Standard Talk (15 mins) Australian Society for Fish Biology Conference 2022

Predicting basin-scale population responses of Golden Perch to flow management using a stochastic metapopulation modelling approach (#141)

Henry Wootton 1 , Charles Todd 1 , John Koehn 1 , Ivor Stuart 1 , Clayton Sharpe 2 , Jason Thiem 3
  1. Arthur Rylah Institute, Princes Hill, VIC, Australia
  2. Water and Wetlands, Conservation Branch National Parks and Wildlife Service, Buronga, NSW, Australia
  3. NSW Department of Primary Industries, Fisheries, Narrandera Fisheries Centre, Narrandera, NSW, Asutralia

Connectivity between rivers and their adjacent wetlands and floodplains is an important feature of healthy, functioning freshwater ecosystems. Globally, this connectivity is often lost or compromised, leading to the loss of health and function in riverine systems. To help restore the health of Australia’s Murray-Darling Basin, the NSW Reconnecting River Country Program (RRCP) is considering the relaxation of flow limit constraints in the Murray and Murrumbidgee rivers, to allow water for environmental to be periodically delivered at higher levels to improve connectivity of rivers with wetlands and low-lying floodplains and thereby support a range of and potential environmental benefits.

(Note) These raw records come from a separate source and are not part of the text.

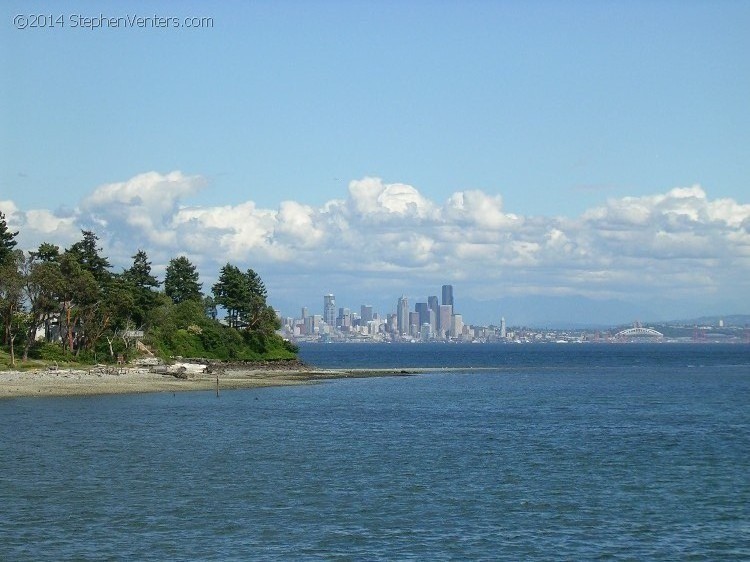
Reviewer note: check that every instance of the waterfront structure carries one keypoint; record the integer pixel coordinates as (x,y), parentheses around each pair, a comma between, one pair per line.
(329,309)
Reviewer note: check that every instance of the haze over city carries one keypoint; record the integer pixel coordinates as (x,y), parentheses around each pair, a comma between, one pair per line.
(573,161)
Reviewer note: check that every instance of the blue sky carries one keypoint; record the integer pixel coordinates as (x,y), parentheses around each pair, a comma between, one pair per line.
(550,109)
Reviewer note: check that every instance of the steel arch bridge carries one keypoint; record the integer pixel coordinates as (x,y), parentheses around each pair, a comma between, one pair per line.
(639,333)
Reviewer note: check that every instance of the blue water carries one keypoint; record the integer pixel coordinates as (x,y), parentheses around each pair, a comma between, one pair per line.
(621,452)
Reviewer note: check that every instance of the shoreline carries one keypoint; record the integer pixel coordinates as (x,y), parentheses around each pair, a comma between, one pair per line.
(138,380)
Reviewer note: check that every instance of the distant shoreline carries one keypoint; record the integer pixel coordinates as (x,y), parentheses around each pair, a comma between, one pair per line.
(136,380)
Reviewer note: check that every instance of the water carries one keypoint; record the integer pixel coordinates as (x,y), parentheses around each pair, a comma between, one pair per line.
(593,452)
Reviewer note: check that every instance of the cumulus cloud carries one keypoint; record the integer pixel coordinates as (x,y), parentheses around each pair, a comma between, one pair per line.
(679,242)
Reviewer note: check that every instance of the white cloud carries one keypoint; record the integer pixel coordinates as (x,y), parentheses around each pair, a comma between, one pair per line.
(677,243)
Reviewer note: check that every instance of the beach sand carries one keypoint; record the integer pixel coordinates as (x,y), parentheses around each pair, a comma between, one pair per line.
(113,380)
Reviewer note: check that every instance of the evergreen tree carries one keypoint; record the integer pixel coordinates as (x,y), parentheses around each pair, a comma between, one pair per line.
(42,283)
(232,291)
(142,285)
(7,240)
(87,254)
(181,281)
(47,252)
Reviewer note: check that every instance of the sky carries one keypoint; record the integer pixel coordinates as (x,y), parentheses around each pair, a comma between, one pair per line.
(594,155)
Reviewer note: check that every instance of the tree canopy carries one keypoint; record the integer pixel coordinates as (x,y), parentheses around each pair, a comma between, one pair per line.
(70,303)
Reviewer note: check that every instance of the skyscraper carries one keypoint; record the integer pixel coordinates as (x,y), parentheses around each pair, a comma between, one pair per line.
(424,312)
(448,294)
(444,320)
(329,309)
(366,313)
(434,306)
(402,311)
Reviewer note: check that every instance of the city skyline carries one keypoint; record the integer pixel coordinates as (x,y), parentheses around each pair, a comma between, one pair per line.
(559,162)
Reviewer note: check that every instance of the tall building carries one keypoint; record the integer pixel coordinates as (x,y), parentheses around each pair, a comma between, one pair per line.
(402,312)
(366,313)
(448,295)
(444,320)
(344,319)
(424,312)
(414,324)
(329,309)
(434,306)
(457,325)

We quantified these benefits using a stochastic population model developed for Golden Perch (Macquaria ambigua). The project considered four differing flow management scenarios: current operational limits and four scenarios with relaxed constraints and therefore increased flows. The model’s spatial extent spanned the southern connected Murray-Darling basin including the Murray, Edward, Darling and Murrumbidgee Rivers, represented as 8 connected populations where discreet population responses were analysed over 124 years utilising modelled flow and temperature data inputs. The model considered the best available knowledge of the ecology and biology of Golden Perch.

Modelling predicted significant benefits to Golden Perch populations under all relaxed constraints options (average increase of 20% in population size), with the highest benefits predicted under the highest level of relaxed flow constraints (30% increase in population size). The modelling also provided important insights into the population dynamics of this species, where some populations are sinks while others drive the dynamics of the whole metapopulation, highlighting the importance of source populations.

Our approach represents a significant step forward in the spatial and temporal extent of population modelling on Australian fish species. This project also demonstrates the predictive utility of population modelling as a tool to answer management questions.